Het verzet moet in beginsel binnen vier weken worden ingesteld na:[1], [2]

  • betekening in persoon door de deurwaarder van het verstekvonnis;
  • betekening in persoon door de deurwaarder van een akte in het kader van de tenuitvoerlegging van het vonnis, bijvoorbeeld de betekening van het proces-verbaal van beslag;
  • het plegen door de veroordeelde partij van enige daad waaruit noodzakelijk voortvloeit dat het vonnis of de tenuitvoerlegging daarvan hem bekend is.

Deze derde categorie geldt enkel als het vonnis niet in persoon is betekend. Het is een nogal vaag omschreven criterium en hierna zal ik ingaan op de vraag wanneer er sprake is van een daad van bekendheid van de veroordeelde persoon.

Daad van bekendheid

Er is sprake van een daad van bekendheid als

“de veroordeelde zelf een handeling moet hebben verricht waaruit ondubbelzinnig valt op te maken dat hij over voldoende gegevens met betrekking tot (de inhoud van) zijn veroordeling beschikt om zich daartegen tijdig en adequaat te kunnen verzetten.” [3]

Er moet dus sprake zijn van een handeling van de kant van de veroordeelde waaruit ondubbelzinnig blijkt dat hij bekend is met de inhoud van het vonnis. Het enkel bekend zijn met het bestaan van het vonnis is niet voldoende om aan te merken als een daad van bekendheid.[4]

Deze handeling moet naar buiten – maar niet noodzakelijk tegenover de wederpartij of diens advocaat – kenbaar zijn en de hiervoor bedoelde bekendheid daaruit ondubbelzinnig voortvloeit.[5]

De daad van bekendheid kan bestaan uit het in een buitenlandse procedure in het geding brengen van het verstekvonnis door de veroordeelde.[6] Door het in het geding brengen van het verstekvonnis heeft de veroordeelde naar buiten toe een daad verricht waaruit blijkt dat hij bekend is met het verstekvonnis. Op dat moment is de verzettermijn gaan lopen.

Tot slot, gaat de verzettermijn lopen op de dag dat het vonnis ten uitvoer is gelegd.[7] Daarvan is onder meer sprake in geval van:

  • gerechtelijke verkoop van goederen: na de verkoop;
  • derdenbeslag op een vordering: na de uitbetaling aan de beslaglegger;[8]
  • tenuitvoerlegging van een veroordeling tot levering van niet-registergoederen: na de levering of afgifte;
  • gedwongen ontruiming van onroerende zaken, na de ontruiming.

Gevolgen

Laat je na om (tijdig) verzet aan te tekenen, dan krijgt het verstekvonnis ‘kracht van gewijsde’. Dit betekent dat het vonnis onherroepelijk wordt, dat het niet meer kan worden aangetast en dus dat je daaraan gebonden bent.
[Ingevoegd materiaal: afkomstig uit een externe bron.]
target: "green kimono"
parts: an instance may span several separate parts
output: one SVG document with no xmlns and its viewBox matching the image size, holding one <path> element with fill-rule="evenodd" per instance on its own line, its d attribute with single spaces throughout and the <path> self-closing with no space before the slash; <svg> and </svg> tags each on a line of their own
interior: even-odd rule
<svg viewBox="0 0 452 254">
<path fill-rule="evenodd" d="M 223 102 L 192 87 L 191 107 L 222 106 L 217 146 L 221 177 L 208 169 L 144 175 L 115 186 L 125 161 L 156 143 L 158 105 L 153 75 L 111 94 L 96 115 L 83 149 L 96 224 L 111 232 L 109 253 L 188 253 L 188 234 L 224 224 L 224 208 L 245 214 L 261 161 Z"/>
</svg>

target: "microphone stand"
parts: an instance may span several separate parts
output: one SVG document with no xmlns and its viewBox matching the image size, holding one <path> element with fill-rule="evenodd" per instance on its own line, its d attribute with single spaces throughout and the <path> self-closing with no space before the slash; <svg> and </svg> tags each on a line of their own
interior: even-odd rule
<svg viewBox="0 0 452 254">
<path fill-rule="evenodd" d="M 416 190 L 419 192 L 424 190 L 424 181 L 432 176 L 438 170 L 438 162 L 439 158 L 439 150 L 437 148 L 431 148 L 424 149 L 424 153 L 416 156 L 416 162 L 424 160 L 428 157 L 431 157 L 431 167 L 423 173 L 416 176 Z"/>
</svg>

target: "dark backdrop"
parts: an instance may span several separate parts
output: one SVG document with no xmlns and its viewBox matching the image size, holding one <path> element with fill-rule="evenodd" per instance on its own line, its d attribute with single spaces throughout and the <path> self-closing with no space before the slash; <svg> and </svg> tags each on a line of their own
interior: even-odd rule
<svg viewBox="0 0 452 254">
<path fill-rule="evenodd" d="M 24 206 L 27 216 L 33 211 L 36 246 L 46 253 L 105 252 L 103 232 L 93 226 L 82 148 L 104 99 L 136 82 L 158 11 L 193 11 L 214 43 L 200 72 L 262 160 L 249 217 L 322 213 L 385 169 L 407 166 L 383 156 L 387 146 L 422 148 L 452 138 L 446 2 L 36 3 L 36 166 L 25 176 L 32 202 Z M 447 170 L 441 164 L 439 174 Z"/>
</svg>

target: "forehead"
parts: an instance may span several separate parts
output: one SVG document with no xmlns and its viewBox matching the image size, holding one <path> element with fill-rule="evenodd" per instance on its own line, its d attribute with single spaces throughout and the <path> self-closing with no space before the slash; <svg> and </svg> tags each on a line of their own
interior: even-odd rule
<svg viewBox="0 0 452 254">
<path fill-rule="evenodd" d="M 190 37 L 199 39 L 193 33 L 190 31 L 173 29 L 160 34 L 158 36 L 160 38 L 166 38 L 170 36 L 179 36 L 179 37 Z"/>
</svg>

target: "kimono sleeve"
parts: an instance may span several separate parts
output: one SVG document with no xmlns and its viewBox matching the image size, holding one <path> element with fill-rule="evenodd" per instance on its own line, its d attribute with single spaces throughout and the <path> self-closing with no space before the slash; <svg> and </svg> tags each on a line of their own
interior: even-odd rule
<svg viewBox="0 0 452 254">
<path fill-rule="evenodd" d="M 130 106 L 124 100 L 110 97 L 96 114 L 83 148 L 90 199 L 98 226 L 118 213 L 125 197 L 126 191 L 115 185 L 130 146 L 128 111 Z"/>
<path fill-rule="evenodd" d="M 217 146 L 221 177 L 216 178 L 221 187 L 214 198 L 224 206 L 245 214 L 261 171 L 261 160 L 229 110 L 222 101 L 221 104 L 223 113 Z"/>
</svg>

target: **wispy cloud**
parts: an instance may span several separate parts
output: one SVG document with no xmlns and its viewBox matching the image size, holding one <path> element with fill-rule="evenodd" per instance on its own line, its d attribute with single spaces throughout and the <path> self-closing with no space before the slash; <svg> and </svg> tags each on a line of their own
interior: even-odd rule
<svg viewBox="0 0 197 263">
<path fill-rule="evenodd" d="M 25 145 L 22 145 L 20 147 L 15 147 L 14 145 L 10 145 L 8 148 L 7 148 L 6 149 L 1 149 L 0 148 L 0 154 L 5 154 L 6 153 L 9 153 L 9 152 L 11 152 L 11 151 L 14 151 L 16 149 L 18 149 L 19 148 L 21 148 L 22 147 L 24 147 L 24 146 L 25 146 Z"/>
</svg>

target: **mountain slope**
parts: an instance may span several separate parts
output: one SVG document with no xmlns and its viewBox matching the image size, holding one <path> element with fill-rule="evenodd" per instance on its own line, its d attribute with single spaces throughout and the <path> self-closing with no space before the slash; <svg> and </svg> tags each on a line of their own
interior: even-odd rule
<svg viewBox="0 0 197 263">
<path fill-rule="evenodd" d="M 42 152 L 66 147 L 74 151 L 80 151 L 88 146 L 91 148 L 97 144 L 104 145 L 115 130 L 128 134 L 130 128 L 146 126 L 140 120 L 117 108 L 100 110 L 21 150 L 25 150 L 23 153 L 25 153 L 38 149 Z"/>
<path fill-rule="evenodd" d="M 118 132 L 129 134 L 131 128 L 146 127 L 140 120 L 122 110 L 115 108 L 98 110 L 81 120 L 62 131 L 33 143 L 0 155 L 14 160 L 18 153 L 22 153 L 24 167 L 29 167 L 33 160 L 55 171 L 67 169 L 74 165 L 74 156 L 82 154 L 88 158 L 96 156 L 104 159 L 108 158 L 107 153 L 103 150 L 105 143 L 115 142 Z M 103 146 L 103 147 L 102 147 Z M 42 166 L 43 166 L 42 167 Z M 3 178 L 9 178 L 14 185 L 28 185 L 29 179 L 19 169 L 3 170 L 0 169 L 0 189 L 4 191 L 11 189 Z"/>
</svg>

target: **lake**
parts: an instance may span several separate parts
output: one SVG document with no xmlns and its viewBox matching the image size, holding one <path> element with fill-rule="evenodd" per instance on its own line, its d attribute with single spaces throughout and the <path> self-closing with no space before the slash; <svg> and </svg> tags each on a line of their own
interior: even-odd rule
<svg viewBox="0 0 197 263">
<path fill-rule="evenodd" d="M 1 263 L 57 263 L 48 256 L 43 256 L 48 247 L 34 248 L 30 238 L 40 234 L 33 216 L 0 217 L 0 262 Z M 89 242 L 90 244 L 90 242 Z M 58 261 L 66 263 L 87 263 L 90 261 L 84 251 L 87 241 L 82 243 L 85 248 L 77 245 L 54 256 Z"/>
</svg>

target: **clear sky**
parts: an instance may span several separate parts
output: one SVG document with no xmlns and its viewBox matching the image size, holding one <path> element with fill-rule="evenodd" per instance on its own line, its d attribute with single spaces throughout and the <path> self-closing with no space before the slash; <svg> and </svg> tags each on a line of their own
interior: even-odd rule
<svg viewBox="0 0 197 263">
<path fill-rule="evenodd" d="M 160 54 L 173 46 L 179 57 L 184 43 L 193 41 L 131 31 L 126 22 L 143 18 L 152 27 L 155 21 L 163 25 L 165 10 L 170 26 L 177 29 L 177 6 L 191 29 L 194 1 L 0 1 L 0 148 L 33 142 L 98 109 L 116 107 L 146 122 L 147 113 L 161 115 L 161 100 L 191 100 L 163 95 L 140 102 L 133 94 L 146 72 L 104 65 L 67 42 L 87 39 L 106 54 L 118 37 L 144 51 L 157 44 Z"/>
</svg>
Daarmee is het belang om tijdig verzet in te stellen zeer groot.


[1] Artikel 143 Rv.

[2] Voor buitenlandse veroordeelden geldt een termijn van acht weken (artikel 143 lid 1 Rv).

[3] HR 9 oktober 2009, NJ 2009, 491 (Shamshum/Mahuko).

[4] Gem. Hof Nederlandse Antillen en Aruba 8 mei 2009, NJF 2009, 305, LJN: BI7055: Door het enkele aanhoren van het vonnis pleegt de veroordeelde geen daad van bekendheid in bedoelde zin, ook al zou moeten worden aangenomen dat hij door dat aanhoren globaal van de inhoud van het verstekvonnis op de hoogte is geraakt.

[5] HR 23 september 2005, RvdW 2005, 104, LJN: AT4071.

[6] HR 2 oktober 2009, NJ 2009, 480, LJN: BJ1249.

[7] Artikel 143 lid 3 Rv juncto artikel 144 Rv.

[8] Wordt er beslag gelegd op een vordering tot periodieke betaling, zoals huurpenningen of loon, na de eerste uitbetaling.